Adrenaline keeps you at your peak at the moment and forces you to run an extra mile.
Motivation doesn’t. It puts you in a state of euphoria. You think you’re going to do something, make a change. But, it’s all in your head.
Motivation is for fools. A fuel that helps you get distracted from reality and constantly look for pictures with flashy quotes and videos of so-called motivational speakers to make you feel good.
Forget about motivation. Work on your willpower. Willpower is what helps you follow that routine, live a modest life, resist that temptation, and work like a maniac.
Not motivation. It’s borrowed courage.
Focus on training your mind to connect and obey your prefrontal cortex by maintaining a healthy lifestyle. Eat right, sleep well, and stay disciplined.

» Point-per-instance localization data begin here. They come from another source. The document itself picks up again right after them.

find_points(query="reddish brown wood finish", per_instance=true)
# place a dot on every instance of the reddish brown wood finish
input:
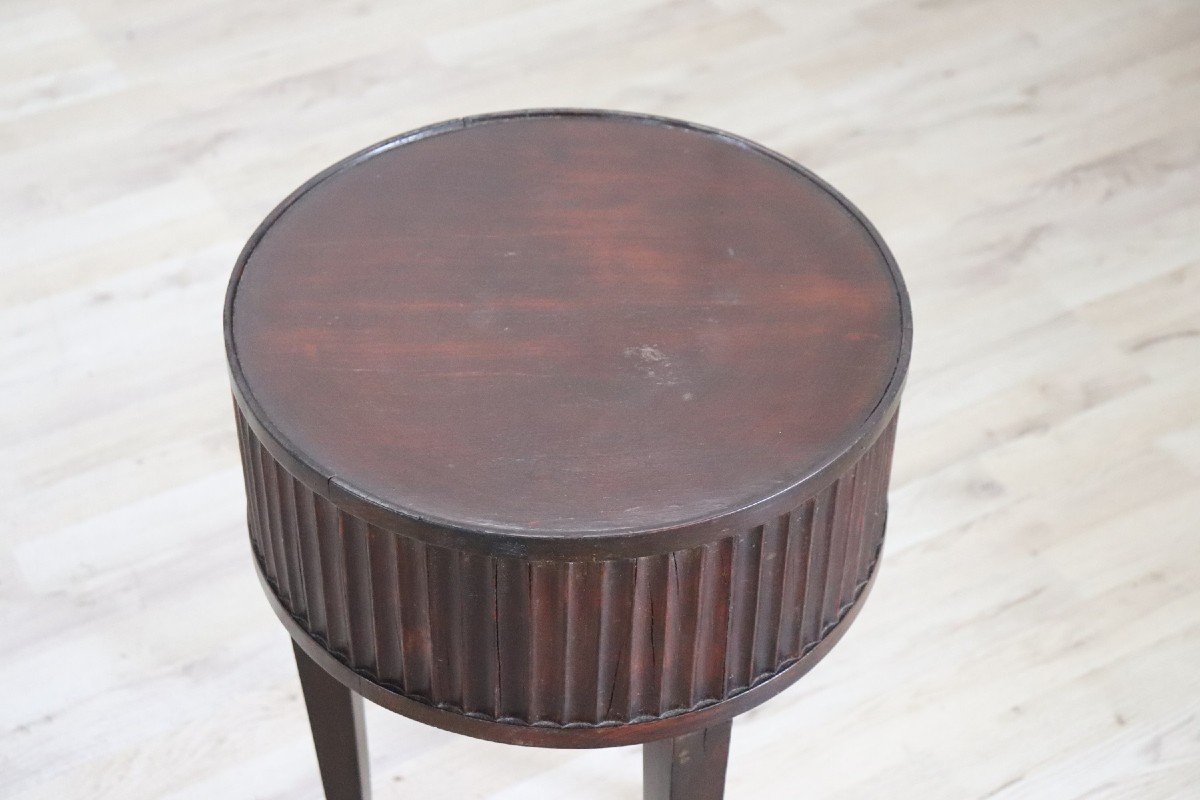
(567, 428)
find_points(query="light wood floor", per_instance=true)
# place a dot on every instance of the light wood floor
(1036, 166)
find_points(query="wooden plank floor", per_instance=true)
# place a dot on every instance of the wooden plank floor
(1035, 632)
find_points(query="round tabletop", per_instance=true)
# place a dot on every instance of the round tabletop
(567, 324)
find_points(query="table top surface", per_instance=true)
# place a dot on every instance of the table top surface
(562, 324)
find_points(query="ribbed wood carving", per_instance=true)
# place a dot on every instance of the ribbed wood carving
(567, 643)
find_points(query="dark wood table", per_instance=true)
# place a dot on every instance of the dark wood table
(567, 429)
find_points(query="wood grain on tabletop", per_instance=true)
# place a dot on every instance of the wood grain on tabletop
(1036, 626)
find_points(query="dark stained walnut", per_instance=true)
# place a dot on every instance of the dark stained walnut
(567, 428)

Recommended Productivity Tools for Startup Founders
Below are some of my favorite tools to maximize your work output and become super productive.
- TeamWork – the best task & team management tool for anyone.
- Missinglettr – spend less time on social media with automated publishing and more.
- IFTTT – to automate many of your daily tasks. Once you start using it, you’ll wonder, why you didn’t start before.
- HubStaff – simple productivity and time tracking tool – highly useful for startups.
- Spike – manage all your email accounts in one place. Task through emails like you do in a chat. You can check the delivery and view time as well.
- Camtasia – Quickly record your screen and share it with anyone with a screencast.
- CloudApp– One of the best tools to capture screenshots & GIFs allows you to annotate.
- Calendar – scheduling appointments and meetings is much easier with this tool.
- Unbounce – build landing pages, sales and squeeze pages plus get conversion optimization tools for your website—the most powerful landing page builder for online marketers.
- Zapier – allows you to integrate thousands of apps with powerful logical automation.
- Keap – to make your CRM and email marketing efforts return better ROI.
- Drift – one platform to generate more sales with basically zero ongoing effort. Yes, it’s an A.I. tool.
- MarketMuse – My #1 recommended content writing and editing tool. MarketMuse allows you to create & analyze marketing content with ease to scale your business.
Each tool has its own use. Try using a few of them, and you’ll notice the difference right away.
What’s Next?
The next step is what an entrepreneur should do – work, smart, and hustle hard.
Don’t forget as long as you’re working in a discipline, productivity will follow. It’s not at all complex. There are a million strategies for this and that, but discipline is scarce in most people. Which is something no strategy can help with.
You need a strong motive, a goal that keeps your willpower strong. Everyday.